De nuevo inflexible. Una orden seca y tajante. Intentando liberarse de sus brazos.
¿Es está la manera habitual de hacer el amor en la comuna? ¿Pretender resistencia? Ella sujeta su ropa, le empuja con su codo, intenta levantar su rodilla. Él la rodea con sus brazos y la aplasta contra el suelo. Acariciándola. Besándola. Murmurando su nombre.
—¡Suélteme!
Es realmente una nueva experiencia para él. Una mujer reluctante, toda ella nervios y huesos, combatiendo sus avances. En la monurb podría ser llevada a la muerte por ello. Frustrando blasfemamente a un compañero ciudadano. Pero esto no es la monurb. Esto no es la monurb. Su resistencia le excita más; lleva ya varios días sin mujer, el mayor período de abstinencia que puede recordar, y esto le lleva hasta el paroxismo. No hay delicadeza posible; necesita tomarla, tan rápido como sea posible. Artha, Artha, Artha.
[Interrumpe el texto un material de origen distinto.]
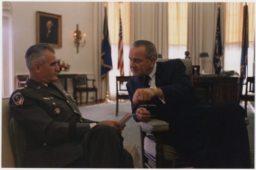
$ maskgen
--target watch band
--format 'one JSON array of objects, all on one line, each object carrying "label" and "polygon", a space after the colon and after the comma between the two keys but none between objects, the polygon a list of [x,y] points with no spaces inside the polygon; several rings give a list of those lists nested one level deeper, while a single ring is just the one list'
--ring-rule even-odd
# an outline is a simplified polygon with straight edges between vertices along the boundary
[{"label": "watch band", "polygon": [[154,93],[155,94],[155,96],[157,95],[157,86],[150,86],[149,88],[154,91]]}]

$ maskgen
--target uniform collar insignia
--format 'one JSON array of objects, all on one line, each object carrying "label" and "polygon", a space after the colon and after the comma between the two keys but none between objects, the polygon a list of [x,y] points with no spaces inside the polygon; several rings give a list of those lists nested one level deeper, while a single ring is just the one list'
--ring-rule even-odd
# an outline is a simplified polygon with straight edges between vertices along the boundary
[{"label": "uniform collar insignia", "polygon": [[59,108],[56,108],[53,112],[55,114],[59,114],[60,113],[60,109]]}]

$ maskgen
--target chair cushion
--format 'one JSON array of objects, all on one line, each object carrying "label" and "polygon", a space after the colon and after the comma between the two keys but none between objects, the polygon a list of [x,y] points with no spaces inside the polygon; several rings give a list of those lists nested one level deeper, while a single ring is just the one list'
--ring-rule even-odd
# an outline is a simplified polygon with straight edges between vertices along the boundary
[{"label": "chair cushion", "polygon": [[128,91],[124,90],[118,90],[118,95],[129,95]]},{"label": "chair cushion", "polygon": [[135,146],[133,144],[124,144],[124,148],[132,156],[133,160],[133,166],[135,168],[138,168],[140,156]]},{"label": "chair cushion", "polygon": [[[154,135],[146,136],[144,139],[144,150],[152,156],[155,157],[155,139]],[[175,149],[169,145],[163,144],[163,159],[164,160],[180,159],[181,157]]]},{"label": "chair cushion", "polygon": [[158,119],[152,119],[146,122],[140,122],[139,123],[142,131],[148,133],[167,131],[169,129],[169,123]]}]

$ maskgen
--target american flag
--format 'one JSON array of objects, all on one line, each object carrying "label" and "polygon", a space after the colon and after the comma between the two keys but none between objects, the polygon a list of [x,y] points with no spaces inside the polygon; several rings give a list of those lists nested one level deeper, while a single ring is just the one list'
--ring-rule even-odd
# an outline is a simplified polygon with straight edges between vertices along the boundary
[{"label": "american flag", "polygon": [[120,70],[120,75],[123,76],[124,74],[124,56],[123,49],[123,36],[122,30],[122,21],[121,21],[121,12],[120,11],[119,41],[118,42],[118,63],[117,69]]},{"label": "american flag", "polygon": [[220,57],[222,56],[222,45],[221,44],[221,36],[220,34],[220,9],[218,9],[218,20],[217,28],[216,29],[216,37],[215,38],[215,51],[214,58],[214,69],[216,70],[217,66],[220,66]]}]

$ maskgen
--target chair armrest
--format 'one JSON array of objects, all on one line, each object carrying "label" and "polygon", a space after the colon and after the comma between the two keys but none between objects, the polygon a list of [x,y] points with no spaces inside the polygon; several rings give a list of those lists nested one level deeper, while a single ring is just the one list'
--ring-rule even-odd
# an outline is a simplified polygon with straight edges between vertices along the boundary
[{"label": "chair armrest", "polygon": [[169,129],[169,123],[158,119],[150,119],[147,122],[139,123],[142,131],[150,133],[167,131]]}]

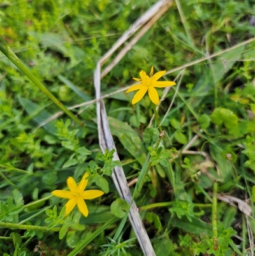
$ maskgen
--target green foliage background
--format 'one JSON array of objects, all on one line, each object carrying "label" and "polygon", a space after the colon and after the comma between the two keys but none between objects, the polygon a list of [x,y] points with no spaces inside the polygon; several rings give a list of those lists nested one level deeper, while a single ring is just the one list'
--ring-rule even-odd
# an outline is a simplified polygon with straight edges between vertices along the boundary
[{"label": "green foliage background", "polygon": [[[71,107],[94,99],[96,62],[155,2],[6,0],[0,4],[1,34],[32,73],[65,106]],[[102,94],[133,84],[132,77],[138,77],[141,70],[148,73],[152,65],[156,71],[169,71],[252,38],[255,34],[251,22],[253,4],[248,0],[175,2],[103,79]],[[182,23],[184,17],[186,22]],[[244,255],[251,241],[247,222],[255,236],[254,45],[253,41],[184,71],[173,107],[162,124],[171,144],[162,143],[163,149],[154,153],[156,162],[136,201],[142,209],[159,204],[157,208],[148,207],[145,217],[157,255],[163,250],[166,255],[204,255],[208,250],[208,253],[215,255],[231,255],[233,250]],[[83,127],[67,121],[65,115],[58,117],[57,123],[52,120],[45,124],[60,111],[57,106],[3,54],[0,72],[0,222],[47,226],[46,209],[54,211],[52,207],[59,204],[59,199],[50,197],[50,192],[64,188],[69,176],[78,180],[85,168],[91,172],[103,168],[96,160],[100,150],[95,105],[71,110],[84,123]],[[163,79],[172,80],[178,73]],[[160,119],[175,90],[172,87],[161,105]],[[163,90],[157,91],[162,96]],[[147,128],[153,114],[149,98],[139,105],[132,105],[132,96],[121,92],[105,100],[127,180],[139,174],[147,149],[153,146],[159,132],[155,126]],[[192,153],[177,154],[196,135],[189,149]],[[110,205],[119,197],[114,184],[106,177],[107,188],[103,177],[101,181],[96,179],[97,185],[105,186],[112,193],[101,205],[89,205],[87,219],[80,220],[78,213],[74,214],[72,221],[82,225],[101,225],[113,215]],[[251,216],[245,219],[240,209],[219,201],[218,232],[222,241],[218,252],[214,251],[212,244],[212,227],[206,225],[212,222],[209,199],[215,181],[218,193],[242,200],[249,198],[252,207]],[[166,202],[170,202],[169,206],[160,204]],[[145,212],[142,215],[144,216]],[[70,223],[65,222],[65,227]],[[45,246],[45,250],[52,246],[58,253],[64,249],[67,255],[81,237],[94,231],[93,227],[85,231],[80,229],[68,234],[66,240],[59,240],[53,232],[3,228],[1,253],[15,253],[14,243],[16,255],[25,255],[22,252],[38,255],[33,250],[43,241],[41,247]],[[107,235],[113,236],[115,230],[112,227]],[[120,243],[134,236],[127,228],[123,233]],[[230,241],[234,233],[243,240]],[[88,255],[105,253],[100,246],[108,242],[102,232],[85,251]],[[118,250],[140,255],[137,243],[132,243],[136,246],[124,244],[126,249]]]}]

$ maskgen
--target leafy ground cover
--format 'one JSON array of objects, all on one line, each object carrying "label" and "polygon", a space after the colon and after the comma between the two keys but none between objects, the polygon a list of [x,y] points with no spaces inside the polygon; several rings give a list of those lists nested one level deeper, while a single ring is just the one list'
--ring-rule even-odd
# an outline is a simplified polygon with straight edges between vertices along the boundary
[{"label": "leafy ground cover", "polygon": [[[254,255],[251,1],[173,2],[101,79],[120,161],[100,149],[96,64],[155,3],[0,4],[1,255],[143,255],[120,165],[156,255]],[[126,87],[152,66],[177,84],[156,88],[157,108],[133,105]]]}]

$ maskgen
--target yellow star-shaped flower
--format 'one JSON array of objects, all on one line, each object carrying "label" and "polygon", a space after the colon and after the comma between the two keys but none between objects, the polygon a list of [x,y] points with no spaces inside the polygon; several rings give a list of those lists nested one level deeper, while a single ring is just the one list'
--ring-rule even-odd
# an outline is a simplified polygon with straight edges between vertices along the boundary
[{"label": "yellow star-shaped flower", "polygon": [[64,206],[66,206],[66,212],[64,216],[70,213],[77,204],[79,211],[84,216],[87,217],[89,215],[89,210],[84,199],[94,199],[104,193],[103,191],[97,190],[84,191],[89,181],[86,179],[88,176],[89,174],[85,172],[78,186],[73,178],[69,177],[66,183],[70,191],[54,190],[52,192],[56,197],[69,199],[69,201]]},{"label": "yellow star-shaped flower", "polygon": [[159,94],[155,87],[164,88],[168,86],[175,86],[176,84],[171,81],[157,81],[164,73],[164,71],[159,71],[155,75],[153,75],[153,66],[151,68],[150,77],[146,75],[146,73],[143,70],[141,70],[140,72],[140,76],[141,79],[133,78],[137,82],[140,84],[133,86],[129,88],[126,93],[130,93],[133,91],[139,90],[134,96],[132,100],[132,104],[135,104],[140,102],[148,91],[149,96],[151,101],[155,105],[159,105]]}]

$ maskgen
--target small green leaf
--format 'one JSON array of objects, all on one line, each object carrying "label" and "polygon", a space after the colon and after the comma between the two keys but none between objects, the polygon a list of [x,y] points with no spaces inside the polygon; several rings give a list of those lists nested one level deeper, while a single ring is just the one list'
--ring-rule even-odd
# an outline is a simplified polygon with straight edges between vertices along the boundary
[{"label": "small green leaf", "polygon": [[170,118],[171,125],[176,130],[180,129],[180,122],[178,121],[175,118]]},{"label": "small green leaf", "polygon": [[153,212],[147,212],[145,214],[145,219],[150,223],[154,223],[155,227],[159,230],[161,229],[161,223],[160,222],[159,216]]},{"label": "small green leaf", "polygon": [[253,114],[255,115],[255,104],[254,103],[251,104],[251,110],[252,111]]},{"label": "small green leaf", "polygon": [[96,183],[102,188],[105,193],[109,192],[109,183],[108,183],[107,179],[104,177],[101,176],[98,179],[96,179]]},{"label": "small green leaf", "polygon": [[23,195],[17,188],[13,190],[12,194],[13,195],[14,203],[17,206],[24,204]]},{"label": "small green leaf", "polygon": [[210,116],[215,124],[224,124],[227,129],[233,129],[237,126],[238,119],[233,112],[221,107],[216,108]]},{"label": "small green leaf", "polygon": [[198,121],[202,129],[207,128],[210,124],[210,117],[206,114],[203,114],[198,117]]},{"label": "small green leaf", "polygon": [[187,142],[186,137],[180,130],[175,132],[174,136],[178,142],[181,143],[182,144],[185,144]]},{"label": "small green leaf", "polygon": [[86,147],[80,147],[77,149],[77,153],[84,156],[91,154],[91,151],[86,148]]},{"label": "small green leaf", "polygon": [[76,159],[69,159],[69,160],[66,161],[66,163],[64,163],[62,168],[67,168],[69,167],[70,166],[76,165],[77,163],[78,160]]},{"label": "small green leaf", "polygon": [[111,204],[111,211],[112,213],[119,218],[123,218],[129,207],[127,202],[122,199],[116,199]]},{"label": "small green leaf", "polygon": [[255,185],[252,186],[251,200],[253,202],[255,202]]}]

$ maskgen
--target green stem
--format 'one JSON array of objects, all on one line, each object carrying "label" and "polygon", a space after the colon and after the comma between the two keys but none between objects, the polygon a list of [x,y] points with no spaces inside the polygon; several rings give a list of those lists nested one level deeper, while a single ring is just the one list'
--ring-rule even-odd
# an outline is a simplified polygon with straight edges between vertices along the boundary
[{"label": "green stem", "polygon": [[218,232],[217,229],[217,190],[218,183],[216,181],[214,183],[212,203],[212,225],[213,239],[214,243],[214,250],[218,250]]},{"label": "green stem", "polygon": [[15,168],[13,167],[11,165],[0,165],[0,167],[1,168],[4,168],[4,172],[12,172],[12,171],[15,171],[17,172],[18,172],[22,174],[27,174],[27,175],[32,175],[33,174],[32,172],[27,172],[27,170],[24,170],[22,169],[19,169],[18,168]]},{"label": "green stem", "polygon": [[78,243],[75,248],[71,251],[67,256],[75,256],[84,247],[88,245],[91,241],[92,241],[95,237],[99,236],[102,232],[108,228],[110,225],[113,223],[117,219],[117,217],[113,217],[112,219],[108,220],[106,222],[102,227],[99,227],[93,233],[91,234],[82,240],[80,243]]},{"label": "green stem", "polygon": [[[160,142],[162,139],[162,138],[164,137],[164,134],[166,133],[165,131],[162,131],[159,133],[159,137],[157,138],[157,141],[155,143],[154,147],[153,148],[153,150],[156,151],[159,147]],[[146,165],[146,167],[144,170],[142,170],[139,177],[138,177],[138,182],[136,184],[136,186],[135,188],[134,193],[133,193],[133,197],[135,198],[136,195],[138,195],[139,193],[140,192],[144,183],[145,182],[145,177],[146,176],[150,170],[150,168],[151,167],[152,163],[150,162],[150,158],[148,161],[148,163]]]},{"label": "green stem", "polygon": [[0,50],[15,64],[20,70],[21,70],[30,80],[31,80],[39,88],[43,91],[50,99],[55,103],[61,109],[62,109],[68,116],[69,116],[73,121],[78,123],[81,126],[84,126],[84,124],[77,118],[70,110],[67,109],[66,107],[62,104],[50,91],[43,84],[41,84],[34,75],[20,61],[16,54],[12,51],[11,48],[0,36]]},{"label": "green stem", "polygon": [[24,223],[26,223],[28,221],[29,221],[30,220],[33,219],[34,217],[36,217],[36,216],[40,215],[41,213],[44,213],[47,209],[49,209],[50,207],[52,207],[52,206],[47,206],[43,209],[42,209],[41,211],[39,211],[38,212],[37,212],[36,213],[35,213],[34,215],[33,215],[31,216],[30,216],[29,217],[27,218],[25,220],[22,220],[21,222],[18,222],[18,224],[23,224]]},{"label": "green stem", "polygon": [[43,197],[43,198],[42,198],[41,199],[36,200],[36,201],[31,202],[29,204],[27,204],[26,206],[24,206],[24,208],[26,208],[27,207],[29,207],[29,206],[36,205],[36,204],[40,203],[41,202],[46,201],[47,200],[50,199],[52,197],[53,197],[53,195],[48,195],[48,197]]},{"label": "green stem", "polygon": [[24,229],[26,230],[40,230],[43,232],[59,232],[60,230],[60,227],[52,227],[51,229],[48,229],[47,227],[33,226],[33,225],[16,224],[14,223],[9,222],[0,222],[0,227],[7,227],[9,229]]},{"label": "green stem", "polygon": [[[139,207],[139,211],[146,211],[149,210],[149,209],[152,208],[157,208],[158,207],[164,207],[164,206],[171,206],[174,203],[173,201],[172,202],[156,202],[154,204],[148,204],[147,206],[140,206]],[[207,208],[212,207],[212,204],[193,204],[194,206],[199,207],[200,208]]]},{"label": "green stem", "polygon": [[156,109],[155,105],[153,104],[153,103],[152,103],[152,109],[153,109],[153,111],[154,112],[156,123],[157,123],[157,127],[159,128],[160,132],[161,132],[162,131],[162,128],[160,126],[160,123],[159,123],[159,116],[157,115],[157,110]]}]

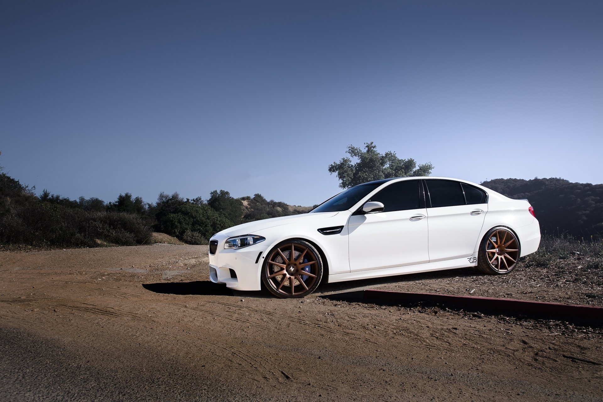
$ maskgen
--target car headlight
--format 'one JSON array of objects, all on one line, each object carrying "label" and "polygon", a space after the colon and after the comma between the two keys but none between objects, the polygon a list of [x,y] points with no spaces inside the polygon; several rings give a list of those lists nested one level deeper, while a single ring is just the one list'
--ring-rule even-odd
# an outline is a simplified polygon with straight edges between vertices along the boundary
[{"label": "car headlight", "polygon": [[266,240],[265,237],[255,234],[245,234],[245,236],[238,236],[236,237],[230,237],[224,243],[224,248],[242,248],[250,246],[256,243],[259,243]]}]

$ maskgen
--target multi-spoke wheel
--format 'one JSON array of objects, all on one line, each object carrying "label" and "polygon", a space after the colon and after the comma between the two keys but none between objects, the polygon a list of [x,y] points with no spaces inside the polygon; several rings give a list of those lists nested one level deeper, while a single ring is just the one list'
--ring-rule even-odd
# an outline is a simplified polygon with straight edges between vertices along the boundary
[{"label": "multi-spoke wheel", "polygon": [[272,249],[262,269],[262,281],[279,297],[303,297],[323,277],[320,254],[309,243],[290,240]]},{"label": "multi-spoke wheel", "polygon": [[517,263],[519,250],[517,237],[508,228],[490,229],[479,246],[478,266],[486,274],[508,274]]}]

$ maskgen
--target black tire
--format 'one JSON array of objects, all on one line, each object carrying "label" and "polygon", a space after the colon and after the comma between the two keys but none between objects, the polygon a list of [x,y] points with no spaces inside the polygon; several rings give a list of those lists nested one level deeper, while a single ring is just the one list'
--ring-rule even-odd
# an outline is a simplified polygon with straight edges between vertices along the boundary
[{"label": "black tire", "polygon": [[520,255],[517,235],[508,227],[498,226],[488,230],[479,244],[478,268],[488,275],[505,275],[515,268]]},{"label": "black tire", "polygon": [[308,242],[285,240],[267,255],[262,282],[272,294],[281,298],[305,297],[318,287],[323,278],[323,260],[318,250]]}]

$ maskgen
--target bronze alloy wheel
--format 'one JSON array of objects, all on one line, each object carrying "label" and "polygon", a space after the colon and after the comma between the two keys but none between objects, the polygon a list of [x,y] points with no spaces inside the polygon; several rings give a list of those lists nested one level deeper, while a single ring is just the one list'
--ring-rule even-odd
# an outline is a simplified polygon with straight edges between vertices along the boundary
[{"label": "bronze alloy wheel", "polygon": [[478,266],[487,274],[508,274],[519,259],[519,242],[508,228],[491,229],[480,247]]},{"label": "bronze alloy wheel", "polygon": [[262,280],[279,297],[303,297],[314,291],[323,277],[320,255],[309,243],[287,240],[268,254]]}]

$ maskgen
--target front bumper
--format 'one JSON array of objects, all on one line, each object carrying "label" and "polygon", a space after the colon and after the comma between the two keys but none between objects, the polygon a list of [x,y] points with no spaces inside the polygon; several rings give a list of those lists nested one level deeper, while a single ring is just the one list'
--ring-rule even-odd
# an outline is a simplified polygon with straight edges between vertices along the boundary
[{"label": "front bumper", "polygon": [[218,248],[216,254],[209,254],[209,280],[235,291],[259,291],[260,273],[268,251],[268,246],[264,245],[266,242],[239,250],[227,250],[224,242],[227,238],[216,235],[211,239],[218,241]]}]

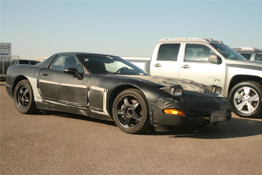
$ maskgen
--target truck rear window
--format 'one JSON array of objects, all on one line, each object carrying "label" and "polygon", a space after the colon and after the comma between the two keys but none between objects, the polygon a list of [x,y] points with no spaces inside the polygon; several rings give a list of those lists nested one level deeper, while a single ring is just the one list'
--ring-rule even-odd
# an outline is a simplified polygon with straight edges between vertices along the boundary
[{"label": "truck rear window", "polygon": [[159,48],[157,60],[177,61],[180,46],[179,44],[162,44]]}]

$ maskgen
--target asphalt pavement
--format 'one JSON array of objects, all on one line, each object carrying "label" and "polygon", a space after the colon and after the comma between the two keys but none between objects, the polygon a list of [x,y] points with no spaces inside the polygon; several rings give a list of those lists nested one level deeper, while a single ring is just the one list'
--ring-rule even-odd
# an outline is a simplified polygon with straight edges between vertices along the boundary
[{"label": "asphalt pavement", "polygon": [[188,132],[122,131],[113,122],[19,113],[1,82],[1,174],[261,174],[262,118]]}]

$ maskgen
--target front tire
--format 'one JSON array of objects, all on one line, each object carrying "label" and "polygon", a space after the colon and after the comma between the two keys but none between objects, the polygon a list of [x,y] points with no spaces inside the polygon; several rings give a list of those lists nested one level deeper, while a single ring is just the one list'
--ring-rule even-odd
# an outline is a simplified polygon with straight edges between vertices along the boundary
[{"label": "front tire", "polygon": [[140,91],[130,89],[120,93],[115,99],[112,109],[114,121],[125,132],[143,132],[152,126],[145,97]]},{"label": "front tire", "polygon": [[231,108],[241,117],[254,118],[262,114],[262,86],[253,81],[236,84],[228,96]]},{"label": "front tire", "polygon": [[32,87],[28,80],[20,81],[17,85],[14,101],[17,110],[22,114],[33,114],[39,110],[36,106]]}]

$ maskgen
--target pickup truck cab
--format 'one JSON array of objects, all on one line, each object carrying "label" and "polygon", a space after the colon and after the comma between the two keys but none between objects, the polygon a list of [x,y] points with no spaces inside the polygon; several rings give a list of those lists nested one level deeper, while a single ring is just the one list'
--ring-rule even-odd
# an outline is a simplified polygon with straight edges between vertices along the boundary
[{"label": "pickup truck cab", "polygon": [[252,118],[262,113],[262,62],[247,60],[221,41],[162,39],[151,60],[122,57],[152,75],[221,86],[222,94],[228,97],[232,110],[239,116]]}]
El nombre es un gruñido primitivo en sus labios. Está luchando como un diablo. Afortunadamente esta vez ha venido desarmada. ¡Cuidado, los ojos! Resoplando y jadeando. Una ráfaga salvaje de golpes con los puños. El espeso y salado gusto de la sangre en sus labios. Mira en lo profundo de los ojos de ella y se siente asombrado. Hay un brillo rígidamente asesino en sus ojos. Cuanto más lucha, más la desea. ¡Una salvaje! Si es así como lucha, ¿cómo hará el amor? Introduce su rodilla entre sus piernas, forzándola lentamente a separarlas. Ella intenta gritar; él aplasta sus labios con su boca; los dientes de ella buscan su carne. Sus uñas arañan su espalda. Es sorprendentemente fuerte.